Smith was Laroche in Edward Stirling's adaptation Clarisse, or the Merchant's Daughter, in September 1845; Mongeraud in Holl's Leoline, or Life's Trials, in February 1846; Pierre in Richard Brinsley Peake's Devil of Marseilles, or the Spirit of Avarice in July 1846; and a cabdriver, a pathetic part, in Peake's Title Deeds in June 1857. In June 1842 he had, at the Lyceum Theatre, given a characteristic performance in a piece entitled The Dice of Death, and on 1 April 1853 he played at the Adelphi in Mr. Webster at Home. On 20 April 1854, at the same house, he was Musgrave in Tom Taylor and Charles Reade's Two Loves and a Life, and this appears to have been his last original part.

==Later years==
About 1826 Joseph Smith, the bookseller of Holborn, having produced a set of theatrical engravings, applied to 'O Smith, the famous comedian' for an account of the English stage, to accompany the plates. An agreement was accordingly drawn up, but the author eventually deemed his prospect of credit from the work to be unsatisfactory, and withdrew from the undertaking. He nevertheless continued to accumulate materials, such as theatrical prints, newspaper cuttings, magazine articles, playbills, catalogues, etc., relating to stage history, and also to interleave and annotate theatrical memoirs. Before his death his collections filled twenty-five large quarto volumes. Of these, vols. xx–xxiii. comprise a manuscript Dramatic Chronology; the remainder consist chiefly of printed matter, scantily annotated, but interspersed with many valuable prints. The twenty-five volumes are now in the British Library, catalogued under Smith's name as A Collection of Material towards a History of the Stage.

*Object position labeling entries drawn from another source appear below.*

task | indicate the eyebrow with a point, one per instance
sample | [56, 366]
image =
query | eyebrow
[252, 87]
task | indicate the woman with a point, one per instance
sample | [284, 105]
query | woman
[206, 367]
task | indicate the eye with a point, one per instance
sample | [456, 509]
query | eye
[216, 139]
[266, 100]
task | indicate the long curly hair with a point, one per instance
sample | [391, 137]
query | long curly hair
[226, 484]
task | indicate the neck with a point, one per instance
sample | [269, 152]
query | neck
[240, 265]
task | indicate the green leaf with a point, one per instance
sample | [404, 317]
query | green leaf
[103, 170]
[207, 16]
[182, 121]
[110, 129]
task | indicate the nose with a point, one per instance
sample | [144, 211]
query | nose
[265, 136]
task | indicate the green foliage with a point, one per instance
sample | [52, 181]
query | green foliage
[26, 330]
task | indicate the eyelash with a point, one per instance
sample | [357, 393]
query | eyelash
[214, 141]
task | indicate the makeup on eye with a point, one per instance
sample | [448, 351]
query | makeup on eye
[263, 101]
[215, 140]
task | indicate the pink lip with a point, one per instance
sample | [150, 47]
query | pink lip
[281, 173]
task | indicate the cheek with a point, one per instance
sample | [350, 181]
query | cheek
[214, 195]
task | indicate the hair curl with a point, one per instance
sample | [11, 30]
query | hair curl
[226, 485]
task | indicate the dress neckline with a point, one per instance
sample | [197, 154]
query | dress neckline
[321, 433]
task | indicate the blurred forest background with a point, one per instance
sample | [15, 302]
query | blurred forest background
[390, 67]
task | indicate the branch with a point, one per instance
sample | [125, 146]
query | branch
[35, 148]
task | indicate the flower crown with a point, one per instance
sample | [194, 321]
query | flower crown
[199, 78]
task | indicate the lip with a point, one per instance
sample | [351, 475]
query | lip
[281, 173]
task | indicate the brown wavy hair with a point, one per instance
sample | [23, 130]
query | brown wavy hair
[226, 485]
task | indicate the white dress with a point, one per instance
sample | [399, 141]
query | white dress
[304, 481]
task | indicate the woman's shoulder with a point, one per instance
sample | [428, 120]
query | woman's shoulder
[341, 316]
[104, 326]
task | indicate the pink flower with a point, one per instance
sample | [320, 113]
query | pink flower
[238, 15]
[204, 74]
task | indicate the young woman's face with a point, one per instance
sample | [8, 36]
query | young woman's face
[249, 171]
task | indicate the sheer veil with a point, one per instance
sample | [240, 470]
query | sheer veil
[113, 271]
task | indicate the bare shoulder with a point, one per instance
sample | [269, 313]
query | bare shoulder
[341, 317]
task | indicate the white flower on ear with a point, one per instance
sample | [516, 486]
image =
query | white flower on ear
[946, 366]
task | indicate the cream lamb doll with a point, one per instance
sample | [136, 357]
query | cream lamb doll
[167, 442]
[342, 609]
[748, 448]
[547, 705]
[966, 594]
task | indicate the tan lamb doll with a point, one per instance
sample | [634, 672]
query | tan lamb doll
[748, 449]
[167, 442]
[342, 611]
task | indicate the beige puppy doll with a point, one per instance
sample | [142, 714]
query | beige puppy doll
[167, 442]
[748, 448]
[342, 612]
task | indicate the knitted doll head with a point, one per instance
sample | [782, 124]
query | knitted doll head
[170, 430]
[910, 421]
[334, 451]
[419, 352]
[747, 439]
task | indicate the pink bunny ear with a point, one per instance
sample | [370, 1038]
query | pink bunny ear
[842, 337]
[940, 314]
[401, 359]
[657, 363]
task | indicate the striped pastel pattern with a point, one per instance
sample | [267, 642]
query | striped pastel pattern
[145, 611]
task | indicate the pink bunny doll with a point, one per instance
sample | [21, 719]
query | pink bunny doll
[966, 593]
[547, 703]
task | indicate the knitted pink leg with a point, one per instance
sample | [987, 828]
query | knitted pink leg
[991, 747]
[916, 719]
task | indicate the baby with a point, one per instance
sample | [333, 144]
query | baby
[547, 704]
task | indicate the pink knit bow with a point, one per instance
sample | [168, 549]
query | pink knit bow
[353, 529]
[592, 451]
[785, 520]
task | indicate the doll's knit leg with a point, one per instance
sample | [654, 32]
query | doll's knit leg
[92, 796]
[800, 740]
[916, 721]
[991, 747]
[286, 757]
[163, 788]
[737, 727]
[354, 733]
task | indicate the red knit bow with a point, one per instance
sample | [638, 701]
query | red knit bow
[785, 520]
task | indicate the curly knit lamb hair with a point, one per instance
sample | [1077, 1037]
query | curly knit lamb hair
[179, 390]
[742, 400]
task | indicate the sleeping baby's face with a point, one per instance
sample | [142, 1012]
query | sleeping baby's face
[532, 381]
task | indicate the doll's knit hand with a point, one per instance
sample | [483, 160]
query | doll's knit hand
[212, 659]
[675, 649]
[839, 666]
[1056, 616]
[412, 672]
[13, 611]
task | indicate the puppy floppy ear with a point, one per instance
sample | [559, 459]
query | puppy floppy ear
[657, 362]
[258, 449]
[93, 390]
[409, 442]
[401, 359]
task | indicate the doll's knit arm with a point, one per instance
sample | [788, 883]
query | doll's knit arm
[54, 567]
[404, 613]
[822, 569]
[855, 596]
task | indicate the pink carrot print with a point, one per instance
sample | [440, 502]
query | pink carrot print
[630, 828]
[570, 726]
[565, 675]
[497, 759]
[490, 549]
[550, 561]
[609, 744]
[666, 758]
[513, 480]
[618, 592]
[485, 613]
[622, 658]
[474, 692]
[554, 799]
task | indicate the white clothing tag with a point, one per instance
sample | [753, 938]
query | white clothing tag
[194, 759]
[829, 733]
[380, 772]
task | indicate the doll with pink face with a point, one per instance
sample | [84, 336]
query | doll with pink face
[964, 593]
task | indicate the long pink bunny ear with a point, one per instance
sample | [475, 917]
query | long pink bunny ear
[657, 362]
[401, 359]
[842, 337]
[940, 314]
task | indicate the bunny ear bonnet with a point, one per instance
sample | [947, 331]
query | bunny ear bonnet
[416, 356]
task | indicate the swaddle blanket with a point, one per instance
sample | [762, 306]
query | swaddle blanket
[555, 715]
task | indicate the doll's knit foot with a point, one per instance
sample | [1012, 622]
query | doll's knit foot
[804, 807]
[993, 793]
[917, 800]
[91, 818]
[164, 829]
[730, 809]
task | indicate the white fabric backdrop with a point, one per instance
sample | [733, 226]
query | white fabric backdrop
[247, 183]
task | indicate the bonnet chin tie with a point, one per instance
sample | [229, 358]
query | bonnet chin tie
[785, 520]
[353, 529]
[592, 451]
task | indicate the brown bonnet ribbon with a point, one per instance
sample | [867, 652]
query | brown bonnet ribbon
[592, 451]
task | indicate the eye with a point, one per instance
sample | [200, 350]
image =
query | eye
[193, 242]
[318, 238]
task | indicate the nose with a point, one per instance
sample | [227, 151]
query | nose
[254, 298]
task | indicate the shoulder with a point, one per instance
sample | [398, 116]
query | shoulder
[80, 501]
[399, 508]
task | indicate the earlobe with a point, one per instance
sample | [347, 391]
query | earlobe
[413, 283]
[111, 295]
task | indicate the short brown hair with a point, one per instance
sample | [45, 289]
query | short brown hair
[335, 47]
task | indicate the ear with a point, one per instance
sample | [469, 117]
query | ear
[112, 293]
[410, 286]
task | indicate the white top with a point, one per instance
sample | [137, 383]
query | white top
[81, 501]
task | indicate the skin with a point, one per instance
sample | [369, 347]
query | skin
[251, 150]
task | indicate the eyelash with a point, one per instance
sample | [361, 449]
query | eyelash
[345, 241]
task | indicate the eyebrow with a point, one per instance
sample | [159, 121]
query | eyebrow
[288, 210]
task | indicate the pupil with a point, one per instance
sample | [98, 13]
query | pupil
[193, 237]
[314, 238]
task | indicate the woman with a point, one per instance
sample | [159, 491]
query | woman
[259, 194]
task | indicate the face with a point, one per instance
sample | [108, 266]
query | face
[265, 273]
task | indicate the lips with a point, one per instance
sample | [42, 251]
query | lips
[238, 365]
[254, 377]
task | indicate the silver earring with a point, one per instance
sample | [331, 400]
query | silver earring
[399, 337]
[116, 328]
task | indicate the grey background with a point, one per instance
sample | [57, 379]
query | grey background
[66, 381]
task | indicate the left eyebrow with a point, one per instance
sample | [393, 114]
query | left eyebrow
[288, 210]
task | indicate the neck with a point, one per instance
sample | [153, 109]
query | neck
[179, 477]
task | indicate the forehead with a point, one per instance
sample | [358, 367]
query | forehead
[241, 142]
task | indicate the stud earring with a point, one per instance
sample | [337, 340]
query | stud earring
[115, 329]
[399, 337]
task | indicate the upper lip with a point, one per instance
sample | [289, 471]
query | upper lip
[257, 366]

Smith died, after a long illness, on 1 February 1855, and was buried on the 8th in West Norwood Cemetery. A portrait accompanies the memoir in the Theatrical Times.

His obituary in The Era stated:

In his peculiar line, Mr. O. Smith had no equal on the stage. Characters in which the wild, the terrific, and the impressive were the prominent features he made exclusively his own. His towering form, deep and sepulchral voice, dark features, and expressive eye, were peculiarly fitted to infuse into them that mysterious colouring so necessary to their due effect upon the mind, and oppressed the auditor with an indefinable feeling, an unearthly chilliness, and a thrilling sensation of the marvellous which no other actor could produce so effectively. The strict accuracy and picturesque style of his costumes, which were always correct even to the slightest minutiae, formed another of his characteristics, which will not easily be forgotten. For some years past the deceased had been collecting some valuable materials for the history of the modern stage, especially with reference to its decorative appliances. These, we believe, are intended to be disposed of forthwith by public auction. There are few actors that will be missed by playgoers of any years standing more than their old favourite, O. SMITH.

In his will of 1851 he left his entire estate to his wife, Elizabeth Smith.